# autosleeper trooper roof problems



## trooper (May 8, 2010)

Hi all,
Has anyone any experience of the trooper raising roof it is not sealing down on the roof causing a very draughty drive have tried adjusting cams but no joy.(lt's a 54 reg)


----------



## sagart (May 9, 2010)

Ring Autosleepers on 01386 853511 or use their enquiry form Auto-Sleepers - Service Centre Enquiry Form
I've always found them very helpful...check if you have a job number, it's usually stuck inside the glovebox, this can help


----------



## David Penprase (Jun 24, 2010)

*David Penprase*

I bought a new Trooper last Sept. Regretfully I did it on a spur of the moment decision and have regreted it ever since I`ve recently come back from a week in France the first time using the van to sleep and a host of faults appeared along with the roof being noisy this was due to the hook  going alongside and not under the protroding bar, thus not  engaging( behind the driver ) We had to bend the bar to fit, it now makes a screech noise all the time.  There has also been water in which has rusted out the four screws retaining the fold up side curtains and stained them and water coming in when the roof is up.
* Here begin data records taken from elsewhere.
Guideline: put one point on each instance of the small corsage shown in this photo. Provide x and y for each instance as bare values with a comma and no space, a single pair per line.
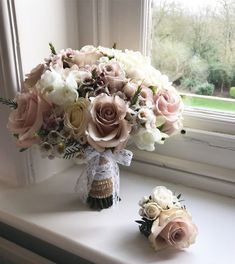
165,221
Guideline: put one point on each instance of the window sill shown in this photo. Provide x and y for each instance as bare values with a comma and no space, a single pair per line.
50,211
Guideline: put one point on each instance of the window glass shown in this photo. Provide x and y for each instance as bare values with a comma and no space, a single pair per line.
193,42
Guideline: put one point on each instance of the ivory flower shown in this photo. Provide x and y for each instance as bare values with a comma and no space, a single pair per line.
27,118
108,127
76,117
58,90
163,197
151,210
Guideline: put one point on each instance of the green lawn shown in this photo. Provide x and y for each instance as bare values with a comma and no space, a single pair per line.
228,106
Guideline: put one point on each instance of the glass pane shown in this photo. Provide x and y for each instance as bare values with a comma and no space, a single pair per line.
193,42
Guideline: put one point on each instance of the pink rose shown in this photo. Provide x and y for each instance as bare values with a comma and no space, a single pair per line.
86,56
168,109
34,76
114,75
108,127
27,118
130,88
173,228
146,94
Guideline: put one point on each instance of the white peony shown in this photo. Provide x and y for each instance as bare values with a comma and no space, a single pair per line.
151,211
146,138
58,90
163,197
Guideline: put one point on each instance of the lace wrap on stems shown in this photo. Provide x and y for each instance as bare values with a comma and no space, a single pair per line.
98,184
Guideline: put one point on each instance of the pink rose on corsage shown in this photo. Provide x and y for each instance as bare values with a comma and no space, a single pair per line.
27,118
165,221
173,228
114,75
168,108
108,127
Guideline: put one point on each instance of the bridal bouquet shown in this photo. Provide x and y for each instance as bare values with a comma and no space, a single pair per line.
165,221
87,104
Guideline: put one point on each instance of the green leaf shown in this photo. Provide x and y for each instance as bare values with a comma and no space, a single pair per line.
72,151
153,88
52,48
8,102
135,96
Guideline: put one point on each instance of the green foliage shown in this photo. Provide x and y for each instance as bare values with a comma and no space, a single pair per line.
219,75
189,84
196,46
10,103
232,92
205,89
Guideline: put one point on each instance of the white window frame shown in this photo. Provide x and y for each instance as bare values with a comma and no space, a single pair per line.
204,156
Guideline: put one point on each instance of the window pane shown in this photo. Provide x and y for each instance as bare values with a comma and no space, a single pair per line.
193,42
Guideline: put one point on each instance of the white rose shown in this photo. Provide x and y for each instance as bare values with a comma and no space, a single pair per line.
146,138
56,90
163,197
143,200
147,117
130,88
151,211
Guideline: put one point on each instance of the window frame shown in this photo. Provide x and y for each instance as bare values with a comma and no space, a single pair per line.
127,22
203,127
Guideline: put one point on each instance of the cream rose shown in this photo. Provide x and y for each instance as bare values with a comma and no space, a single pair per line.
173,228
27,118
114,75
86,56
33,77
108,127
168,106
58,89
163,197
76,117
151,210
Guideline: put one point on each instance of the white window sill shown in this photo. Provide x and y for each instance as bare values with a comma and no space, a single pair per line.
51,211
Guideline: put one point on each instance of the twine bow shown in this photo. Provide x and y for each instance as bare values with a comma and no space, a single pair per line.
100,171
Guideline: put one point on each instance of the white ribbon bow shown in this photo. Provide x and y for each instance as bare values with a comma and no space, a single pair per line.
95,170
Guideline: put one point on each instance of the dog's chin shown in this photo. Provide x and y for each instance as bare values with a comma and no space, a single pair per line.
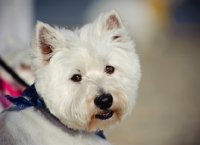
103,119
104,114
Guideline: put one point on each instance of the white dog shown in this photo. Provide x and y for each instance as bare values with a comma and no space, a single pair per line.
86,81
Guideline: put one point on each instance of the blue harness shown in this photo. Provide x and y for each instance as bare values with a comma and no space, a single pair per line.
30,98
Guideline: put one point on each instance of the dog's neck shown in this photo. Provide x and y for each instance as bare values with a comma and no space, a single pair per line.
30,98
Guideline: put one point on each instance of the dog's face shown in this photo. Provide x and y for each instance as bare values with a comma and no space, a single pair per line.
88,78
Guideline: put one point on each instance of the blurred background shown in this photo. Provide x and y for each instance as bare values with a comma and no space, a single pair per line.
167,37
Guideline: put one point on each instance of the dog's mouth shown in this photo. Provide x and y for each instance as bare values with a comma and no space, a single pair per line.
105,114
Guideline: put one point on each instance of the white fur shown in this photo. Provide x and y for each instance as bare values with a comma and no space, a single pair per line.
85,51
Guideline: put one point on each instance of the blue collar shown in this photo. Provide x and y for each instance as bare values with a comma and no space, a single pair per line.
30,98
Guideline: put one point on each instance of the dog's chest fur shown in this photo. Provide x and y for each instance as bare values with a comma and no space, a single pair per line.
33,126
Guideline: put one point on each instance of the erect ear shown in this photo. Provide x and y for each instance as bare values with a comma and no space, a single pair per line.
45,41
112,20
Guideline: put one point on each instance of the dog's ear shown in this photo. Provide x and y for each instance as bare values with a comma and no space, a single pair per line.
112,20
45,41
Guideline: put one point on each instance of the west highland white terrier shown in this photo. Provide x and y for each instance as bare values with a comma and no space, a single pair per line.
86,81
Various other minor faults which quite honestly I would have put up with in a second hand van but this is brand new.I cant believe Auto Sleeper would put such small retaining screws in to the roof bolts etc , mine work loose every time I use the roof. I wrote to Auto sleeper on about eight things including the above and was told the person that deals with it would come back to me after his holidays on the 14th that was ten days ago and guess what nothing! Seems to me they want to get a pretty vehicle out that just isn`t man enough to do the job intended. It`s all about profit and no thought to pride in the product ! Unless they sort this out I`ll be changing but at the end of the day I`m going to be the loser !! To me £40.000 is a lot of money !!!


----------



## Mastodon (Jun 25, 2010)

We've had 2 Troopers (T4 chassis) and never had any bother with the roof,  where is the draught coming in? Have the front rubbers stretched? Does the interior toggle latch need adjusting? If the rear latch is too tight the roof could be distorting somewhere else. Having looked at the T5 version we were not impressed - seems to be a lot of gaps with the roof up. NB both of ours were later retro fitted with roof rails and additional latches - this stiffened the roof and eliminated any possibility of leaks.


----------



## David Penprase (Jul 4, 2010)

*David Penprase*

I had a VW Auto Sleeper for 15 years before with virtually the same set up but had no problem with that but this one ! I forgot to say the sliding door has marked the body work and has to be resprayed twice by VW They have replaced the mechanism as a gesture but on returning it to me yesterday pointed out that it was the interior cosmetics of Auto Sleeper on and around the window of the door that was too big and causing the marks. I can see that it will happen again, so yet another bit of bother. This is not want I want to be saying I only wish I could praise the conversion but ????


----------